FX, Crypto Add to Trading-Network Needs
Enthusiasm for FX, Crypto Adds to Trading Network Needs
By Steve McConnell, BSO
The upswing in US traders’ enthusiasm for FX futures and emerging markets investments not only boosts trading volumes but puts greater requirements for low-latency connectivity on trading networks worldwide. Recent volatility across FX and commodities through 2018 presents significant market making opportunities for the expanding base of U.S. trading customers, with a concurrent rise in traders’ requirements for capacity and connectivity.
Factors affecting rapid market growth include the widespread rise of cryptocurrency trading and significant inflows into Asia currency markets, which, combined, have spurred global demand for fintech applications and infrastructure. This marks a major evolution over the past five years, when the market was dominated by the major tier one banks, and FX was mostly an OTC market. Although electronic trading was prevalent, there was little demand for low latency, more stable connectivity, as banks opted for meshed connection integration points where needed.
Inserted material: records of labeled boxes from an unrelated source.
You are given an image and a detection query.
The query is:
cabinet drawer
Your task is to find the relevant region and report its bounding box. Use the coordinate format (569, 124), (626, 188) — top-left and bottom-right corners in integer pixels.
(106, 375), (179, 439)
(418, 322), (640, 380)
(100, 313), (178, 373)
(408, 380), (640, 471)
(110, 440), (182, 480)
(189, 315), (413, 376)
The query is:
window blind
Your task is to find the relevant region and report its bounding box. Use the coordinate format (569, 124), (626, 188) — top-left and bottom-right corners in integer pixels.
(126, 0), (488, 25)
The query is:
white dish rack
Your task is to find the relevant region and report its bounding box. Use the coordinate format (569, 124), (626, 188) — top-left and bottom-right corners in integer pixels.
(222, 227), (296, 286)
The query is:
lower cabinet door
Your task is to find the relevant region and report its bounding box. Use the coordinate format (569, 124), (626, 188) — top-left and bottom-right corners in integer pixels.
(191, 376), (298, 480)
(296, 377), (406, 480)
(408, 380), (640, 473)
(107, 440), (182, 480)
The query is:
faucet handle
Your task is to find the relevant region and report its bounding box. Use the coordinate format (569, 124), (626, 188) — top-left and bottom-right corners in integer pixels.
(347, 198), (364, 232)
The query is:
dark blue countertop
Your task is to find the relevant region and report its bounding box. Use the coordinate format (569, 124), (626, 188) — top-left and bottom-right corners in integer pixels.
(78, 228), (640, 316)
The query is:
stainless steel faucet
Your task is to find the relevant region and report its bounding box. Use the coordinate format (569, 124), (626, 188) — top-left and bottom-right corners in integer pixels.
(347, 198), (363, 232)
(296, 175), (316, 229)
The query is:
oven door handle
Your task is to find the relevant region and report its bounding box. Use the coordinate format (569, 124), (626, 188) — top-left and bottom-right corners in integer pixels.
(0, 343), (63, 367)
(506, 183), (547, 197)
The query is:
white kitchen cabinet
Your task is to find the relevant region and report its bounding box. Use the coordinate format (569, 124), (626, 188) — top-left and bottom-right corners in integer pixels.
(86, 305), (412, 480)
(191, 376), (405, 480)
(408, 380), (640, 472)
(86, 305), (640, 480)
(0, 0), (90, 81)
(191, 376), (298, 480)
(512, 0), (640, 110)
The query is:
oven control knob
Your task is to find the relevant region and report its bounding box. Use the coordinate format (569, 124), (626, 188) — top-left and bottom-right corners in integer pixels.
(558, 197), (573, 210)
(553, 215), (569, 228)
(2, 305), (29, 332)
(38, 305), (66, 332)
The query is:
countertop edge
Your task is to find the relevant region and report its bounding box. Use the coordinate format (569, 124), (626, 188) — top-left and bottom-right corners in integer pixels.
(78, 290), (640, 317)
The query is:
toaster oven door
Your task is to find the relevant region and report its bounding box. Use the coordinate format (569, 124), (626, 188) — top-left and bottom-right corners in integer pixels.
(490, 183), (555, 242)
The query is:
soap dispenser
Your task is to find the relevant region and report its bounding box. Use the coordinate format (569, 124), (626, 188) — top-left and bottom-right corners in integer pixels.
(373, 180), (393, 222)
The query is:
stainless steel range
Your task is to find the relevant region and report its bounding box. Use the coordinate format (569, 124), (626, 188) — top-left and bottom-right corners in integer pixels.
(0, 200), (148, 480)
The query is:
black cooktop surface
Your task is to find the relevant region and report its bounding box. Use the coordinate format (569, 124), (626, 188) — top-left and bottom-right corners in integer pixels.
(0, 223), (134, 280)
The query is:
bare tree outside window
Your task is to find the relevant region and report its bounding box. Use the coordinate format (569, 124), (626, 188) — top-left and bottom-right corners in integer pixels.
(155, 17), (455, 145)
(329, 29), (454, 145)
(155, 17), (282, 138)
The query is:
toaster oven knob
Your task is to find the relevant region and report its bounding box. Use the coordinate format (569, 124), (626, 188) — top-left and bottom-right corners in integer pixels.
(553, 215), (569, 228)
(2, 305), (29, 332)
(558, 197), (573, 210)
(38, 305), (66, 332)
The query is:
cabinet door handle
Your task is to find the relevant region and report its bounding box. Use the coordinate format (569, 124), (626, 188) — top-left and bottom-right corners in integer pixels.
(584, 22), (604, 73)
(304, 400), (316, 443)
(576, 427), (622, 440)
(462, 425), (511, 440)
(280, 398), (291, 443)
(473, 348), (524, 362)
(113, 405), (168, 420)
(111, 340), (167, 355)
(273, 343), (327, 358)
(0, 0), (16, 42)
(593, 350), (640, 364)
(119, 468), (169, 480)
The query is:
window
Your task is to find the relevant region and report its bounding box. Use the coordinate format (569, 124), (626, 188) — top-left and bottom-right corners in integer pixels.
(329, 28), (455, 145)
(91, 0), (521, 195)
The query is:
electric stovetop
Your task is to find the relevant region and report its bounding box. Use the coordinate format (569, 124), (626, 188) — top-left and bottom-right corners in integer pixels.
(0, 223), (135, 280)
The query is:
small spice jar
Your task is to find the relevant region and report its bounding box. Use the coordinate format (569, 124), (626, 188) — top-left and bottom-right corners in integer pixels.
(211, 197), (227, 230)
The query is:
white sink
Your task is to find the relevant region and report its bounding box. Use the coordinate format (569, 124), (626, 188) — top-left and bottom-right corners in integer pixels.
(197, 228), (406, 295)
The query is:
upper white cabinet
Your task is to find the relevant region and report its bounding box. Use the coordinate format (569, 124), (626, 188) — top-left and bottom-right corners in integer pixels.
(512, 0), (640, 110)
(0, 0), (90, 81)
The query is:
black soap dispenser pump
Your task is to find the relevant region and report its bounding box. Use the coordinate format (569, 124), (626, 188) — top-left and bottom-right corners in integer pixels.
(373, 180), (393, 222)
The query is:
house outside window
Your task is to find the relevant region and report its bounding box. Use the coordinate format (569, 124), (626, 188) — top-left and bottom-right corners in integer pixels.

But now, as traders and technology service providers prepare for the mid-October FIA showcase of the industry’s state of the art offerings, the importance of uninterrupted, low-latency connectivity has never been greater.The growth of global data pools, an increasing number of locations where data can be accessed and stepped-up competition means market participants must track down where the pools of data lie – and then be the first to get access.
The proliferation of trading operations in North America depends in large part on high-speed, low-latency connectivity between traders and data hubs in the three key data centers of New York, London and Tokyo. Technological capability, in this instance, comprises a crucial part of success in an arbitrage strategy, for example.
In a market environment that relies heavily on algorithmically derived activity, the baseline requirements for technical infrastructure continue expanding as FX and commodity trading operations of all sizes keep pace with equity trading growth. The need for robust and reliable connectivity continues to grow. The links between traders, data centers and major markets, and the need for backups of fiber and radio frequency networks are vital for veteran and new market participants alike.
As the appeal of entering these markets grows throughout North America, market infrastructure providers need to be ready to respond as fast as the FX and commodity markets move. From increased bandwidth to assured reliability, diversity and availability of links, they must be ready to provide scalability and increased sophistication to global trading markets.
Steve McConnell is US Head of Sales at global network provider BSO.